Cardiovascular MRI is the other method for the evaluation of regional PWV and cross-sectional area-derived measures of aortic stiffness.[23] However, the disadvantages of this method include that its methodology has not yet been standardized,[22] it is expensive, not easily accessible,[24] and the variability in MRI aortic stiffness measurements.[25]

Raisi-Estabragh et al. performed aortic measurements in their study from both the ascending and descending aorta using MRI to calculate the aortic strain. They investigated aortic distensibility and arterial stiffness index in patients with and without COVID-19, but they did not find a statistically significant relationship.[26]
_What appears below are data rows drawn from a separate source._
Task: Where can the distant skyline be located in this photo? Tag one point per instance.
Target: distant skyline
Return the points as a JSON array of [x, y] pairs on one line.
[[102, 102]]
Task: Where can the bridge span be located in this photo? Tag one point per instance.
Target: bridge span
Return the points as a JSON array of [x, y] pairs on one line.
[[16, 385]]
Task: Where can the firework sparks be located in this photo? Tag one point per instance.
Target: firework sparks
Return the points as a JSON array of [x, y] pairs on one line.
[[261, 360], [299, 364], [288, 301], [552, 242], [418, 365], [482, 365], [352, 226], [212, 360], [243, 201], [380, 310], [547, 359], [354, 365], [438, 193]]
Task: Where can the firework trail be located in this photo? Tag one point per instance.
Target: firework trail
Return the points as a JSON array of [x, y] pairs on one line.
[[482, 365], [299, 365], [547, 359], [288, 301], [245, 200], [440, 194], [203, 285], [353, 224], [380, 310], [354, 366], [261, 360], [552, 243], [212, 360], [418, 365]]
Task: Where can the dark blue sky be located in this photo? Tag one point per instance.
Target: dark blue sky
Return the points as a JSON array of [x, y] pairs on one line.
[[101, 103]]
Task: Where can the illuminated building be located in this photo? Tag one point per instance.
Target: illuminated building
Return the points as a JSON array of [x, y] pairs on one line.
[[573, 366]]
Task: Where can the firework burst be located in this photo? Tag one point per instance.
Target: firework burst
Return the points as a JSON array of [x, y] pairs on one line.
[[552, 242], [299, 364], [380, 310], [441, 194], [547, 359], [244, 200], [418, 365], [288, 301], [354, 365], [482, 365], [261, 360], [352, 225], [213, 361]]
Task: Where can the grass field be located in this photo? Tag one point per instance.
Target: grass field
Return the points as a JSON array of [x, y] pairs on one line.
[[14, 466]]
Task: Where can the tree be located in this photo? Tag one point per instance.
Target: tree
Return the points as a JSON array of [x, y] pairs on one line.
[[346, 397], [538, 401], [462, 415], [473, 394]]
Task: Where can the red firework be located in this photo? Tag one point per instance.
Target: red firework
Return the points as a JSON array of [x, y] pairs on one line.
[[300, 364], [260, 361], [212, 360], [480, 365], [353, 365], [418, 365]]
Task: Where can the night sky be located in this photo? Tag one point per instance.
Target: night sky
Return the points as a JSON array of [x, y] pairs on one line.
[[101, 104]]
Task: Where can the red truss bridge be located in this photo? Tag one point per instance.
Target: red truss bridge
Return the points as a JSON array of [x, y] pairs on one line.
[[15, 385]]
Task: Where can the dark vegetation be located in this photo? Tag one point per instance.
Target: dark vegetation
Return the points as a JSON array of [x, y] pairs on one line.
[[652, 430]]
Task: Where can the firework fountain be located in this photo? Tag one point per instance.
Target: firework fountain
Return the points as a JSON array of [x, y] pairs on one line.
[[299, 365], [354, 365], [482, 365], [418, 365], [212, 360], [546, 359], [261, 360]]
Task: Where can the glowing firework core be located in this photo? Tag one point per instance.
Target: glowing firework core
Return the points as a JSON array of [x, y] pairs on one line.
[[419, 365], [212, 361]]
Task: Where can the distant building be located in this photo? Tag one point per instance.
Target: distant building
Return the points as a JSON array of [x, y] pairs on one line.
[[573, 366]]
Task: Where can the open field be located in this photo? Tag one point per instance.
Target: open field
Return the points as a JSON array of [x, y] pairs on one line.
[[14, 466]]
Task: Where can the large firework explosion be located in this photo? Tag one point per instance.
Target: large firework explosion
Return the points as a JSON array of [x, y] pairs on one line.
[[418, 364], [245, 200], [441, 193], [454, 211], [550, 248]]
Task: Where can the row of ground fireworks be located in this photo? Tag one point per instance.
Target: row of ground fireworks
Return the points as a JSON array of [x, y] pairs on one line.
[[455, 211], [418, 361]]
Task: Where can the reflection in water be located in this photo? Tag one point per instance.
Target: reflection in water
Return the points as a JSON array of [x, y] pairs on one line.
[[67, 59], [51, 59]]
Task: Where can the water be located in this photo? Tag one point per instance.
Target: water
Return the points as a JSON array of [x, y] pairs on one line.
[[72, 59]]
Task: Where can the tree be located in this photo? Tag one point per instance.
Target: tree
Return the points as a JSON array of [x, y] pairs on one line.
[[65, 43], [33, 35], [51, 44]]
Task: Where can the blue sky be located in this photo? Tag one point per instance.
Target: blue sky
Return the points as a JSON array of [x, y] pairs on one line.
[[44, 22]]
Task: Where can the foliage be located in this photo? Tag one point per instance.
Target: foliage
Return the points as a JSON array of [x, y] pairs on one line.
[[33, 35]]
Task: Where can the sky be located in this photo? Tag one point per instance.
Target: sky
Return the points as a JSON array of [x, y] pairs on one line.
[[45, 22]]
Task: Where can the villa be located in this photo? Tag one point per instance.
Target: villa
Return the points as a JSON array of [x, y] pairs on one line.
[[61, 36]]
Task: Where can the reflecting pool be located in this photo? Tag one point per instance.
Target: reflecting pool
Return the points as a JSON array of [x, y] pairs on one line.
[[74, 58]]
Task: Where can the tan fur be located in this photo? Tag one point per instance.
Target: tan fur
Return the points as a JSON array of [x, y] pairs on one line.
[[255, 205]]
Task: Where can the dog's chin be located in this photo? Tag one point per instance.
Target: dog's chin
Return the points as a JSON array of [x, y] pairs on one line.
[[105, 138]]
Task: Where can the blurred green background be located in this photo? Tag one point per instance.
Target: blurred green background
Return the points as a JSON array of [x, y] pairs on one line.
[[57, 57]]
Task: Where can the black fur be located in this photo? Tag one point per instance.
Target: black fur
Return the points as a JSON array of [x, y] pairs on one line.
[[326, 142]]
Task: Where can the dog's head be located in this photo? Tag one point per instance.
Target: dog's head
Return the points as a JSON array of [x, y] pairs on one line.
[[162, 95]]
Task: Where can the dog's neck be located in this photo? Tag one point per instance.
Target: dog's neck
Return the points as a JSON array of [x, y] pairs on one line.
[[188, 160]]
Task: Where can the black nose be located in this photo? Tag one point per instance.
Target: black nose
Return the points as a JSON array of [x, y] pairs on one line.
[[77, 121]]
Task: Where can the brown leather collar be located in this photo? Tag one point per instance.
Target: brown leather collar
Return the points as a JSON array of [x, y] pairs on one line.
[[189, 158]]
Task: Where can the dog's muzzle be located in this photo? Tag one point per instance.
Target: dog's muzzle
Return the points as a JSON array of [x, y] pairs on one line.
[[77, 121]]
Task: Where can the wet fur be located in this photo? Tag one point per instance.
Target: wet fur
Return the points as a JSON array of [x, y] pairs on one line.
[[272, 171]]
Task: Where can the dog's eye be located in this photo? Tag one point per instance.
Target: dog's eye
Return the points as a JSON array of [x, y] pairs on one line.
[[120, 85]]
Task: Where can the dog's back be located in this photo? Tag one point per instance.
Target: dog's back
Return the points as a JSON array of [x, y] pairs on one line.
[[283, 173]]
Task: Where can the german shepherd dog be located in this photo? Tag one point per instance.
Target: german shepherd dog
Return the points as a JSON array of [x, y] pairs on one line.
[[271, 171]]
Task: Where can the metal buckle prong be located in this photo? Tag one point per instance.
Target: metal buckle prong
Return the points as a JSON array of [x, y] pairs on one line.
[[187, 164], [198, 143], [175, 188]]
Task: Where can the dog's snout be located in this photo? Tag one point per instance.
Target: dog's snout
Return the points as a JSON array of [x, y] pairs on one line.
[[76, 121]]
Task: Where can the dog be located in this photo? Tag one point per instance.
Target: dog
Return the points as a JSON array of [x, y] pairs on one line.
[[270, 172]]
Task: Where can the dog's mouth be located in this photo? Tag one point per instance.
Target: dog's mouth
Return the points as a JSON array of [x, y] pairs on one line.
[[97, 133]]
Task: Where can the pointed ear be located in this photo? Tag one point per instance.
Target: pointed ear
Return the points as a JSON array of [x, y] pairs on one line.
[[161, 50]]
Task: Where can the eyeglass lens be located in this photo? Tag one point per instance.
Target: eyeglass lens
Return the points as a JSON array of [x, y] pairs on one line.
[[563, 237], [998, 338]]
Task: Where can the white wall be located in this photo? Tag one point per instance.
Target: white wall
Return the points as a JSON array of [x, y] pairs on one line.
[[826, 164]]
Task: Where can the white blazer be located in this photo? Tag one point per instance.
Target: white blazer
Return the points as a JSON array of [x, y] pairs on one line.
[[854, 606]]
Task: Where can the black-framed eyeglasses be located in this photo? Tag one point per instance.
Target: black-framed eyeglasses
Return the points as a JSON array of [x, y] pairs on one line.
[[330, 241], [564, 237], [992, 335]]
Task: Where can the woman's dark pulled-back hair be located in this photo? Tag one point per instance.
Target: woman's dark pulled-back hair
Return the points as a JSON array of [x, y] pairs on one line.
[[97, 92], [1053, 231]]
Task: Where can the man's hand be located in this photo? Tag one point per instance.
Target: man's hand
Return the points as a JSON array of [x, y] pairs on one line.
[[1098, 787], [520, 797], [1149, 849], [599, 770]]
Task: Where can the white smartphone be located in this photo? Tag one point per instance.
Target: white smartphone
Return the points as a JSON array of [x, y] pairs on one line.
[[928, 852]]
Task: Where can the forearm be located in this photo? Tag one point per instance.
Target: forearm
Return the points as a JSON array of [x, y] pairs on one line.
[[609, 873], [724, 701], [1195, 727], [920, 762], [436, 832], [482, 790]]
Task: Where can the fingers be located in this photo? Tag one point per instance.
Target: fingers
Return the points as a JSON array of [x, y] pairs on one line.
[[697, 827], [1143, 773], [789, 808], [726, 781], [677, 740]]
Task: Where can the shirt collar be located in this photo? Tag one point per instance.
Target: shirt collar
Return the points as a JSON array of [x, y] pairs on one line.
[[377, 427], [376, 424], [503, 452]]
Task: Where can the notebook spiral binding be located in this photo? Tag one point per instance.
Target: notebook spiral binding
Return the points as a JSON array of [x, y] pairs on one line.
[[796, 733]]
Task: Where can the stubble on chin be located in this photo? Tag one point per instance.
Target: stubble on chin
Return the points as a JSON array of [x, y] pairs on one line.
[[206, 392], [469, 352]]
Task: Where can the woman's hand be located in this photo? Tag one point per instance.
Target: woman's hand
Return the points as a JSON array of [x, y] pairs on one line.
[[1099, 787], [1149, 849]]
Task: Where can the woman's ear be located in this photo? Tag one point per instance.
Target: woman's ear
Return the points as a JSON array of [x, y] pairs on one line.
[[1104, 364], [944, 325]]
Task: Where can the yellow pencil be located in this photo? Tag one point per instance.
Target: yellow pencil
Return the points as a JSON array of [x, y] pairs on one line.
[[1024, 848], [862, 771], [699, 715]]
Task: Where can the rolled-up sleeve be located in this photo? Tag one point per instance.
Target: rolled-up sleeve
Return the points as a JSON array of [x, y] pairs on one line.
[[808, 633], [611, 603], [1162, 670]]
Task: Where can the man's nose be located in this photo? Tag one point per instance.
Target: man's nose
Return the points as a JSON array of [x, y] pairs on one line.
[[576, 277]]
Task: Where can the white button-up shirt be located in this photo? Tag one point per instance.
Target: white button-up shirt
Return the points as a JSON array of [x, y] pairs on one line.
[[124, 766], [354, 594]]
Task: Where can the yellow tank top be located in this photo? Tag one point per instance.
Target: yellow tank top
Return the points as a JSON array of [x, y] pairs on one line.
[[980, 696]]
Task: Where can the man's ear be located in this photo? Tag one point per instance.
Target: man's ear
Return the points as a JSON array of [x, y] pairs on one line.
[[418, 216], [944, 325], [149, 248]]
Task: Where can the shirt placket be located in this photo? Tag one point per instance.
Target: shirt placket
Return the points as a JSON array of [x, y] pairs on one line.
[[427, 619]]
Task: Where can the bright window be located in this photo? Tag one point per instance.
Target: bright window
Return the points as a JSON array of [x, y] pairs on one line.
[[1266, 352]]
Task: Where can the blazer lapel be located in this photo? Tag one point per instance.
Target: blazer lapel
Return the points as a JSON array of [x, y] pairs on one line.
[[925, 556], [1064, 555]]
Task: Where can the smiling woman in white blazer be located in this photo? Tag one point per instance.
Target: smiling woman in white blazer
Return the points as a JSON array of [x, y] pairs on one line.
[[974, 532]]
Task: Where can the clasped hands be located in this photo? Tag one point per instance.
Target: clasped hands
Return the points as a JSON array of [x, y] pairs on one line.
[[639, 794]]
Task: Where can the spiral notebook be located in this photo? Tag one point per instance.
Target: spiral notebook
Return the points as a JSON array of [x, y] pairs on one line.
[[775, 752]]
Vascular functional damage is a more sensitive assessment compared to morphologic damage.[3] Identification of functional damage may allow the detection of vascular damage in the acute phase of exposure due to COVID-19 before morphological signs of damage become more visible. Echocardiographic assessment of local arterial stiffness in COVID-19 patients may be advantageous in the early stages of the atherosclerosis process, as it allows the identification of functional disorders before structural changes occur.

It is known that aortic elastic properties are primarily related to age and arterial hypertension. In the demographic data, study groups did not differ for age, but SBP was slightly but significantly higher in the COVID-19 patients than in the control group. However, it is not possible to match the standard values for SBP with all the categories of the population.[27]

The primary limitation is the single-centered design of this study. Another limitation lies in the fact that the follow-ups in short term cannot allow us to determine the long-term effects of our findings. Yet, another limitation is the failure of generalizing our results to all COVID-19 patients due to a number of reasons including the mild clinical course of our patients without any requirement for hospitalization and our rigid exclusion criteria such as age limit.


  Conclusion Top


This study has demonstrated that the arterial stiffness as measured with M-Mod echocardiography may be higher in young COVID-19 patients compared to the control group. In conclusion, measurement of aortic stiffness is a simple, practical yet inexpensive method in COVID-19 patients, and therefore may be used as an early marker for COVID-19-induced subclinical atherosclerosis. We believe that periodic exams of AS may prevent future cardiovascular events in patients with a history of COVID-19. Further studies with larger sample size and longer follow-ups should be considered for better clarification of the possible cardiovascular effects in such patients.

Ethical clearance

The study was conducted according to the guidelines of the Declaration of Helsinki. Informed consent was obtained from all subjects involved in the study.

Financial support and sponsorship

Nil.

Conflicts of Interest

The authors report no conflict of interest.